Myth #6 People with diabetes are more likely to get colds and other illnesses. No. You are no more likely to get a cold or another illness if you have diabetes. However, people with diabetes are advised to get flu shots. This is because any infection interferes with your blood glucose management, putting you at risk of high blood glucose levels and, for those with type 1 diabetes, an increased risk of ketoacidosis.
Myth #7 Insulin causes atherosclerosis (hardening of the arteries) and high blood pressure. No, insulin does not cause atherosclerosis. In the laboratory, there is evidence that insulin can initiate some of the early processes associated with atherosclerosis. Therefore, some physicians were fearful that insulin might aggravate the development of high blood pressure and hardening of the arteries. But it doesn't.
Myth #8 Insulin causes weight gain, and because obesity is bad for you, insulin should not be taken. Both the UKPDS (United Kingdom Prospective Diabetes Study) and the DCCT (Diabetes Control & Complications Trial) have shown that the benefit of glucose management with insulin far outweighs (no pun intended) the risk of weight gain.
Myth #9 Fruit is a healthy food. Therefore, it is OK to eat as much of it as you wish. Fruit is a healthy food. It contains fiber and lots of vitamins and minerals. Because fruit contains carbohydrate, it needs to be included in your meal plan. Talk to your dietitian about the amount, frequency and types of fruits you should eat.
Myth #10 You don't need to change your diabetes regimen unless your A1C is greater than 8 percent. The better your glucose control, the less likely you are to develop complications of diabetes. An A1C in the sevens (7s), however, does not represent good control. The ADA goal is less than 7 percent. The closer your A1C is to the normal range (less than 6 percent), the lower your chances of complications. However, you increase your risk of hypoglycemia, especially if you have type 1 diabetes. Talk with your health care provider about the best goal for you.

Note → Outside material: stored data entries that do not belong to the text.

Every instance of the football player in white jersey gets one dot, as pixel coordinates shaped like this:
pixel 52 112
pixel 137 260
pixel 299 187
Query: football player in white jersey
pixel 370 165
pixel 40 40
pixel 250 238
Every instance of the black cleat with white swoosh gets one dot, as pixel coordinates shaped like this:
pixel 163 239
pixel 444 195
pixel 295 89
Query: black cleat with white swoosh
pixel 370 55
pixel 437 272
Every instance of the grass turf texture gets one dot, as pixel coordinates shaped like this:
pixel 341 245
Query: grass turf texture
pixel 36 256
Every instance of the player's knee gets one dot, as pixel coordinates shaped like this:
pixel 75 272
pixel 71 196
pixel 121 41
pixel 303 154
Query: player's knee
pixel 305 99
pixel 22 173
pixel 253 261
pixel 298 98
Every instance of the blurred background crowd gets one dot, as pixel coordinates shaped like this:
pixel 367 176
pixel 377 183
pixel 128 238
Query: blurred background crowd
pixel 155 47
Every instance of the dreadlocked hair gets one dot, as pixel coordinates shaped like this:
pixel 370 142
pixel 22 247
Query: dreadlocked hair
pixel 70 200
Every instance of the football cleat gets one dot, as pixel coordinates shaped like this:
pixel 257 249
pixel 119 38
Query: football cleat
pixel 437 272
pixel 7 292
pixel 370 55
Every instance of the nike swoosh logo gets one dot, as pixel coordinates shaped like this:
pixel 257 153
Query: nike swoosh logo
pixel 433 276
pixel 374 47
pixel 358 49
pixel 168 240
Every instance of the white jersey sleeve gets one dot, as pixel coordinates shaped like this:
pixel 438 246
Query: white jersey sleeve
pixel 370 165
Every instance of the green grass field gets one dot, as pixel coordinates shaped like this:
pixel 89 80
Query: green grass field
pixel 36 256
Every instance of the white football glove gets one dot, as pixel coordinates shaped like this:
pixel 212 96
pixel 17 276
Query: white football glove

There is no cure right now for diabetes but there are several different forms of treatment available for you. Do not give up hope on feeling better and living a long, healthy, happy life. Even if you are one of the many that has been diagnosed with this disease, it does not mean that your life as you know it is over. It simply means you may need medication and you will have to consider certain lifestyle changes that will have an amazing outcome once you have done so. There are many other treatment options that could eventually be available to you but are currently undergoing more detailed research.